物流業界におけるデジタルトランスフォーメーション
課題と解決案を紹介

2020/10/15 RPA / DX LAB

デジタルトランスフォーメーション(DX)には変革の意味が込められていますが、物流業界におけるDXとはどのようなことを指すのでしょうか。今回は物流業界が抱える課題から、ドライバーの負担軽減にフォーカスしたDXの取り組み(解決案)として「動態管理システムの導入」へと記事内容を展開していきます。

従来主流とされていたSCMからS&OPの手法が注目されている中、現場レベルで対応できるDXの取り組みとは何か、という視点で記事を読み進めてみてください。

物流業界の課題

物流業界は東京オリンピックにともなうインフラ整備やEコマースの発展によって市場規模が拡大傾向にある中、「ドライバーへの負担増大」という課題を抱えています。業界全体では成長機会といえる流れになっていますが、現場で働く従業員の効率化は図れていないのが現状です。

また、ドライバーへの負担が増大している背景には以下の2つの問題が関係しています。

・ 小口配送の増加
・ ドライバー不足

従来の物流業界の中心はBtoBの大口配送にありましたが、Eコマースへと消費者の購買行動が移ろいでいく中で徐々に小口配送が増えていきました。小口配送が増えるということは「お届け先が増える」ということになります。したがって、積荷の量は大きく変化していないのに、荷物1つ当たりにかける時間は短縮化を余儀なくされる事態が起きているのです。

さらに追い打ちをかけるように、物流業界は恒常的なドライバー不足に悩まされています。人手不足は物流業界に限らず、日本のほとんどの企業が抱える課題であり、少子高齢社会に向けて既存の業務体制の変革が求められています。

物流業界におけるDXとは

物流業界におけるDXには、ドライバーの負担軽減を目的としたシステム導入が含まれるのはもちろんのこと、現場と経営層の意思決定を早めるS&OPの手法を取り入れた体制改革が求められます。とはいえ、既存の業務環境を一新するには現場で働く従業員・ドライバーの理解が必須となります。

したがって、物流業界におけるDXの取り組みのファーストステップは、既存の業務環境を大きく変えることなくDXの準備ができるものである必要があります。そこで注目したいのが「動態管理システムの導入」です。企業が動態管理システムを導入することで、車両の走行データを収集し、効率的な配送業務に必要なデータの出力、AIによるドライバーへの走行ルート提案などができるようになります。

動態管理システムを利用するメリット

企業が動態管理システムを導入することで、ドライバーには以下のようなメリットがあります。

・ ドライバーが最適ルートで走行可能
・ 運転日報作成の自動化
・ 事故を未然に防げる

配送業務を行うドライバーは、小口配送の増加などの理由から限られた時間で多くの荷物を運ぶ必要があります。こうした背景を踏まえると、動態管理システムの導入で可能な限り業務を効率化し、ドライバーの身体的・精神的負担を取り除くことは、結果的に業務品質の向上へとつながっていくと推測されます。

動態管理システムには「車両一覧表示機能」や「チャット機能」も搭載されているため、ドライバーと業務中にやり取りを行う回数が減り、労務管理コストの削減効果も期待できます。

ドライバーが最適ルートで走行可能

動態管理システムを導入することでGPSを活用した走行データを取得できるようになります。取得した走行データはAIによって「最適ルート案内」として各ドライバーへと伝達されます。雨の日の走行や普段と異なる道路状況での最適ルート案内にも対応しているため、時間に追われるドライバーの負担軽減が実現できるのです。

運転日報作成の自動化

動態管理システムには、ドライバーの運転日報作成を自動で出力してくれる機能も搭載されています。配送業務で日々忙しい中、運転日報を作成するのはドライバーの負担を増大させている一因かもしれません。
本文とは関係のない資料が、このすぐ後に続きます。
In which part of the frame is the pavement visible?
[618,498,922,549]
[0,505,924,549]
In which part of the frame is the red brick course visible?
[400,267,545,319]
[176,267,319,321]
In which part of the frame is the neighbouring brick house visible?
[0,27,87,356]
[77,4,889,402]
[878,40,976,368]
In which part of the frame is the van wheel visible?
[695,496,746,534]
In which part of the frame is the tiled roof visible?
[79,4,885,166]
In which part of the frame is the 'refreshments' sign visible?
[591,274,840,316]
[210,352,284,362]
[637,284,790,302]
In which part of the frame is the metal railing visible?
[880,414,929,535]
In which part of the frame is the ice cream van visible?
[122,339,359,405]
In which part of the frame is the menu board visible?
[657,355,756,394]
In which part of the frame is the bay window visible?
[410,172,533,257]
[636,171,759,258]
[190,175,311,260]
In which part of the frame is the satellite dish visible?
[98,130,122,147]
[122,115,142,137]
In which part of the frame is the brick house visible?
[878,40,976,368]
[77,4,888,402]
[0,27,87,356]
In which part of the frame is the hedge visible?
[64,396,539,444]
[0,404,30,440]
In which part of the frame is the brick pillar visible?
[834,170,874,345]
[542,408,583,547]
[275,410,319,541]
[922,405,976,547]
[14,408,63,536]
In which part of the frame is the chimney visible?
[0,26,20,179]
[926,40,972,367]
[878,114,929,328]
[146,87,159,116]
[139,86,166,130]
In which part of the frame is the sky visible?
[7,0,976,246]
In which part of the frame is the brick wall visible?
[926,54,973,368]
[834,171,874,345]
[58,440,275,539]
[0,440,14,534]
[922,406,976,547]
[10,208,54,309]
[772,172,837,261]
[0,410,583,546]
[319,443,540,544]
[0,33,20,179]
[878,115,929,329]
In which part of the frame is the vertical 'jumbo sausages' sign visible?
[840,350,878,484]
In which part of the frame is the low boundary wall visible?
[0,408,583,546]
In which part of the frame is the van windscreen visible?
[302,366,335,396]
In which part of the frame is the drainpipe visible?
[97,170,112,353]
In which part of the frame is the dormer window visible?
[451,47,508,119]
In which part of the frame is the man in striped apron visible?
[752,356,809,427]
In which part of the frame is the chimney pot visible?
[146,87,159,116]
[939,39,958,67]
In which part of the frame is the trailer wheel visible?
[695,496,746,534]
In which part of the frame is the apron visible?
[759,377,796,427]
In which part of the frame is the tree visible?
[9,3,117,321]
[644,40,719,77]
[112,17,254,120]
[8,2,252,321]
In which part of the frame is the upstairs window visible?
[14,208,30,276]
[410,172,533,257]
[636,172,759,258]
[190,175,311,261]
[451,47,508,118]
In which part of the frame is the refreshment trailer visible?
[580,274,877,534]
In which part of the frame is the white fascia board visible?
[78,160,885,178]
走行データの自動集計によって運転日報作成の自動化ができれば、よりドライバーの労働環境は改善されることでしょう。

事故を未然に防げる

動態管理システムには急加速・急減速といった「危険運転を報告・記録する機能」が搭載されており、ドライバーの配送品質を数値化することができます。リアルタイムに走行状況を確認することで、営業者やトラックの事故を未然に防止するのに役立ちます。

まとめ

物流業界におけるDXは、動態管理システムの導入といった現場で働く従業員の労働環境を改善するところからスタートします。ドライバーとの電話連絡などのアナログ業務も「GPSを使った自動追跡」や「チャットを利用した業務連絡」に変えることで、ドライバーの負担軽減が期待できます。業界全体の変革を最終的な目標としながらも、まずは社内の業務体制の改革にフォーカスすることが重要です。